Зато борода у администратора этого была настоящая, а еще больше бросалась в глаза самая что ни есть настоящая пряжка на ремне, поддерживающем сползающие брюки. Он, хочу вам сообщить, по-другому теперь одевается, став вице-президентом по. закупкам в ассоциации «Гостеприимство, лимитед», подчиненной корпорации РАМДЖЕК. Тридцать лет ему сейчас. Зовут Исраел Эдель. Как и мой сын, он женат на черной. У него докторская степень по истории, в университете Лонг Айленда получена по совокупности научных заслуг — пока учился, был отличник и член Фи-Бета-Каппа.
В тот вечер Исраел, увидев, что я подхожу к стойке, с неохотой оторвался от чтения «Америкен сколар», высокоученого журнала, который Фи-Бета-Каппа ежемесячно издает. Работы получше, чем ночные дежурства в отеле «Арапахо», найти ему не удавалось.
— У меня номер заказан, — говорю.
— Что, что? — переспрашивает. Вовсе не с намерением дать мне от ворот поворот. Он и правда был изумлен. В отеле «Арапахо» комнаты давно уже не заказывают. Там если и останавливаются, так только неожиданно для самих себя, когда какое-нибудь несчастье случилось. Уже на следующий день, когда мы с ним столкнулись в лифте, Исраел мне сообщил: «Заказывать номер в „Арапахо“ все равно что на койку в отделении травматологии претендовать». Между прочим, он теперь подумывает приобрести «Арапахо», чтобы гостиница вошла в систему отелей, принадлежащих ассоциации «Гостеприимство, лимитед», у них по всему миру гостиницы есть, включая город Катманду.
Нашел он мое письмо на полке с перегородками-окошечками, висевшей у него за спиной.
— Вы, значит, на неделю? — с недоверием спрашивает.
— На неделю.
Имя мое ничего ему на сказало. Как историк он специализируется на изучении ересей в Нормандии тринадцатого века. Однако же догадался, что я прямо из заключения, — обратный адрес на письме был не совсем обычный: почтовый ящик посередине Джорджии, где и мест обитаемых нет, а после моей фамилии — рядок цифр.

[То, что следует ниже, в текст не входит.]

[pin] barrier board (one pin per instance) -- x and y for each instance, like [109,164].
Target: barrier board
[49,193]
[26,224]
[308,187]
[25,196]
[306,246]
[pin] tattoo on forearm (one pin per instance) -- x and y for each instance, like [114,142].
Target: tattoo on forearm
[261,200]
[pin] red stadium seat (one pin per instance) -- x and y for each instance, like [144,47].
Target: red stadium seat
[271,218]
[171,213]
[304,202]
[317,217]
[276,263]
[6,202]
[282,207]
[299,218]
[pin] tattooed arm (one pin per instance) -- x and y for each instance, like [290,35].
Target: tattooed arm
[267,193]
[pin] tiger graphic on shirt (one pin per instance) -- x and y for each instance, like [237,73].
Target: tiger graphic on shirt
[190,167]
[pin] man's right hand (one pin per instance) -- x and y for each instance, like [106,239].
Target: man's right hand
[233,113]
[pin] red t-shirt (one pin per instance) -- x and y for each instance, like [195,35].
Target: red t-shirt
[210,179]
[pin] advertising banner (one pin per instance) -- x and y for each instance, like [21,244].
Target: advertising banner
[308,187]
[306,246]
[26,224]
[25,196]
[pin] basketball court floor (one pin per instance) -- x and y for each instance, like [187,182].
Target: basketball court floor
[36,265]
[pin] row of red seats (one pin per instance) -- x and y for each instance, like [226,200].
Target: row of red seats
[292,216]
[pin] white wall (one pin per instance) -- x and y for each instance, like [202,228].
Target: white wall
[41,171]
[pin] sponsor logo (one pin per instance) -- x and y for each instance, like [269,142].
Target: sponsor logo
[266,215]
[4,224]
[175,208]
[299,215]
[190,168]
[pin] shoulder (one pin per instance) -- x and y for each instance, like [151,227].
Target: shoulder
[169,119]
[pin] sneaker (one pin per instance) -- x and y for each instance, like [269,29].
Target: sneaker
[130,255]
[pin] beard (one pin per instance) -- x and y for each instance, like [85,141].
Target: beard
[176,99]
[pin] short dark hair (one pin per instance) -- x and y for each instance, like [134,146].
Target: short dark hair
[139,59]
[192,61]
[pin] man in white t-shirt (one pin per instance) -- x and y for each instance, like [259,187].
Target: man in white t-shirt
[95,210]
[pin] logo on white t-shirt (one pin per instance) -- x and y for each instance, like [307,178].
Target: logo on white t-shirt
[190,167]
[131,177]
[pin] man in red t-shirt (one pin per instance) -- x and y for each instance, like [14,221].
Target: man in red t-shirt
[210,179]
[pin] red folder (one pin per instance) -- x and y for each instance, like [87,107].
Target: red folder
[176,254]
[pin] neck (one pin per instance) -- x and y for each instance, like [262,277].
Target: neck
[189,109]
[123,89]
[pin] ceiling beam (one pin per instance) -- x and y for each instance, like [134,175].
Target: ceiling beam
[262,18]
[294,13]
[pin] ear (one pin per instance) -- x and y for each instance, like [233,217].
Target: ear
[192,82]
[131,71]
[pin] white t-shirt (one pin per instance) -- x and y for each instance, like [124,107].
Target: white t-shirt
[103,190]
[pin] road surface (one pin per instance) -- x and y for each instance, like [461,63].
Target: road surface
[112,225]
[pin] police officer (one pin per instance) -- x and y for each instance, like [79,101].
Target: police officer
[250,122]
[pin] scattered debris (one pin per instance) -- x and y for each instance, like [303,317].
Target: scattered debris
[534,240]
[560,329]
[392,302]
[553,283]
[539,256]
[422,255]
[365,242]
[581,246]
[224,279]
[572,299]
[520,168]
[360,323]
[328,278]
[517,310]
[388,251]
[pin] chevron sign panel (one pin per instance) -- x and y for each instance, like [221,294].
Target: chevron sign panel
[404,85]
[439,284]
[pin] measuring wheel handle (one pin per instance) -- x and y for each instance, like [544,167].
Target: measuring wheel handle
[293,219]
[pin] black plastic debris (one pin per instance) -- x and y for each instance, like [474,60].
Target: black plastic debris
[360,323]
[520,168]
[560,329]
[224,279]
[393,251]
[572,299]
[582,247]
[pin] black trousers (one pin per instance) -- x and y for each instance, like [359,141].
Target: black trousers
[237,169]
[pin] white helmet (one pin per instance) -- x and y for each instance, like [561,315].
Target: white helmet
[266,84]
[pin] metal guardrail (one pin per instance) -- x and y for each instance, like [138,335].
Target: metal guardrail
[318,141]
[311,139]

— Мы, — говорит, — вот что для вас, уж во всяком случае, сделать можем, мы вам номер для новобрачных дадим.
Вообще-то не было там никакого номера для новобрачных. Все номера давно уже перегородили, превратив в клетушки. Но одну такую клетушку, всего одну, недавно побелили и обои поменяли впоследствии я узнал, из-за того так старались, что в ней произошло особенно изощренное убийство подростка, зарабатывавшего проституцией. Исраел Эдель, правда, никаких особенно уж мрачных мыслей больше у меня не пробуждал. Он приветливым сделался. Да и комнатка, сказать по правде, выглядела вполне приветливо.

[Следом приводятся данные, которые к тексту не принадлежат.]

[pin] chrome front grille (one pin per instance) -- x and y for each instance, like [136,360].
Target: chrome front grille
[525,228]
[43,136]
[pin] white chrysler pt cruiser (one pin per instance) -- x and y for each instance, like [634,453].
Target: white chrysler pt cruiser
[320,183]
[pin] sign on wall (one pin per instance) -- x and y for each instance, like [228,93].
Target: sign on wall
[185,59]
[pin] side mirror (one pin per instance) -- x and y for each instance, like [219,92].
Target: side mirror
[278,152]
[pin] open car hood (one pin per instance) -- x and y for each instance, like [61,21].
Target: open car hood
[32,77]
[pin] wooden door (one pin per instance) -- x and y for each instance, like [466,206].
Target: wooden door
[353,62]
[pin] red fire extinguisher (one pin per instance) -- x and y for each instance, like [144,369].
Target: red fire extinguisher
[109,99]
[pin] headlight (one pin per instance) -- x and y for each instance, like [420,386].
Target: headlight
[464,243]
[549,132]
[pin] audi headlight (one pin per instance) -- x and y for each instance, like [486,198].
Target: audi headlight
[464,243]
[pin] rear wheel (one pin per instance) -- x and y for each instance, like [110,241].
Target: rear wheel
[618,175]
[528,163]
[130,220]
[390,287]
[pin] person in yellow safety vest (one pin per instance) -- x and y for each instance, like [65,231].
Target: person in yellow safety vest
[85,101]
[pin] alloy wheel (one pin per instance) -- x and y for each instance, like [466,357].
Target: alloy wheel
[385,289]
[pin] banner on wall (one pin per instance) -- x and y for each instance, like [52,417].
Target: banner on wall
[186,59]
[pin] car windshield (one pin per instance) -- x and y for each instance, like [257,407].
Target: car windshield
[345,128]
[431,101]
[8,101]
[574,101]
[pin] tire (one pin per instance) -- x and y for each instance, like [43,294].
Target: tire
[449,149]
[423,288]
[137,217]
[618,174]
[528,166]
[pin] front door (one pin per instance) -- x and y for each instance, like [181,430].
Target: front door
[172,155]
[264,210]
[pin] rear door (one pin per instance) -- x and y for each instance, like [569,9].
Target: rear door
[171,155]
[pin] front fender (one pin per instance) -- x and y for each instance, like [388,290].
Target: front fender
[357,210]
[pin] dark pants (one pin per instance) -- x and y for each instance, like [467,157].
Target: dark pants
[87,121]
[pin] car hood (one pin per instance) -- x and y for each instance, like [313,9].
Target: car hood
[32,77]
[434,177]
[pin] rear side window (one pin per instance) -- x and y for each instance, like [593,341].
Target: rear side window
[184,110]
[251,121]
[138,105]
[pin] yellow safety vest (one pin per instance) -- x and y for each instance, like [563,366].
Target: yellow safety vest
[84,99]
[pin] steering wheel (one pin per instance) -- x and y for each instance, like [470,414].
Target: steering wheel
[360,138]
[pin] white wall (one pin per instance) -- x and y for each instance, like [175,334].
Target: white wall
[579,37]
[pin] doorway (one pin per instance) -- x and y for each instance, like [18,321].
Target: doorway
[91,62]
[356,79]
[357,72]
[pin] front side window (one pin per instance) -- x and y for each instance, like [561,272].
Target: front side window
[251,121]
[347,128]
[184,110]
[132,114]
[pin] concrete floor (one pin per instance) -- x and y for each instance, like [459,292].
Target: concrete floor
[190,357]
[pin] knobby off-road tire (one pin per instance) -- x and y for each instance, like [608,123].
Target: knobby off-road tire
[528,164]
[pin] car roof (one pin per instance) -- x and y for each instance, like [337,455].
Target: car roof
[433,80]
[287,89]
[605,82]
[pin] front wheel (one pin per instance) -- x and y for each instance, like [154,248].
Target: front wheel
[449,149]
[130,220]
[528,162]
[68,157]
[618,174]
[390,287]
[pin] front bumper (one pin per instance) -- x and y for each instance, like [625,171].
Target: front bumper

Дал он мне ключ, которым, как я потом выяснил, отпиралась каждая вторая дверь в гостинице. Поблагодарил я его, и при этом произошла ошибка, которую мы, собиратели шуточек судьбы, часто допускаем: захотелось мне, чтобы и он эту иронию почувствовал. А так не выходит, если человек сам подобного не пережил. Говорю ему: я уж тут бывал, в «Арапахо» вашем, в тысяча девятьсот тридцать первом. Ему в одно ухо влетело, в другое вылетело. И осуждать его за это нельзя.
— Мы тогда с одной девушкой отлично тут погуляли, — говорю.
— Ага, понятно.
А я все не успокоюсь. Рассказываю, как дырку в зеркальных створках нашли, зал этот знаменитый сквозь нее разглядывали. Спрашиваю, теперь-то что там, за перегородкой?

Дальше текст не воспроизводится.